Future Timber City: Designing a Climate-Resilient Megacity

MTBVU Studio, Fall 2022 – Spring 2023

The Future Timber City studio was a year-long project in the Illinois Institute of Technology’s Master of Tall Buildings and Vertical Urbanism (MTBVU) program, running from Fall 2022 through Spring 2023. Led by Dr. Antony Wood and Dr. Yohan Kim, the studio challenged students to imagine how cities might be designed in response to the escalating impacts of climate change.

Set in the speculative year 2070, the studio began with a scenario in which many of the world’s existing cities have become increasingly uninhabitable due to rising sea levels, extreme weather, desertification, and resource scarcity. As climate-related disasters intensify, the long-term viability of urban environments becomes tied not only to resilience strategies, but also to the fundamental sustainability of their geographic location and access to natural resources.

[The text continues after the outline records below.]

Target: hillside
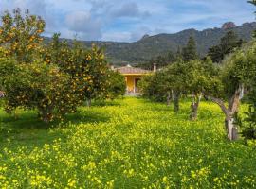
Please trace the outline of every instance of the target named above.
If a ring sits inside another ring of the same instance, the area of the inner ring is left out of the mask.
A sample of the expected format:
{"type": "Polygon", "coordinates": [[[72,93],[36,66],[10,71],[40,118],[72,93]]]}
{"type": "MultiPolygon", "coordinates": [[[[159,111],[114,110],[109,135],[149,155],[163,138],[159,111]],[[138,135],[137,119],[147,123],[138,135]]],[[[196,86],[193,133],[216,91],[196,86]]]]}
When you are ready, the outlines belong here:
{"type": "MultiPolygon", "coordinates": [[[[227,23],[228,26],[230,23],[227,23]]],[[[232,25],[231,25],[232,26],[232,25]]],[[[219,43],[220,39],[228,30],[233,30],[239,38],[249,41],[251,34],[256,29],[256,23],[245,23],[242,26],[232,26],[227,29],[224,24],[222,28],[209,28],[203,31],[187,29],[174,34],[158,34],[155,36],[145,35],[141,40],[134,43],[118,42],[83,42],[86,46],[92,43],[103,46],[110,62],[116,65],[137,64],[166,54],[168,51],[175,52],[177,48],[183,47],[190,36],[193,36],[197,43],[200,56],[206,55],[208,49],[219,43]]]]}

Within this context, students were tasked with envisioning a new generation of ultra-dense megacities designed to support large populations while minimizing environmental impact. The studio explored the concept of the Future Timber City, a proposed settlement located in a region experiencing increasing heat and desertification. Rather than attempting to retrofit existing urban centers, the project focused on designing a new city from the ground up—one that could support sustainable living at an unprecedented scale.

Working collectively as a studio, students developed proposals for Phase I of a future megacity, initially designed to house one million residents. The studio investigated how advanced construction technologies, particularly mass timber, could play a central role in shaping a new model for vertical urbanism. Projects considered the integration of urban planning, architecture, infrastructure, and resource systems to create a city that could operate symbiotically with its surrounding environment.

Through this speculative framework, the studio encouraged students to explore the long-term future of urbanization, asking how cities might evolve to support human life in a dramatically changing climate while maintaining social, environmental, and economic sustainability.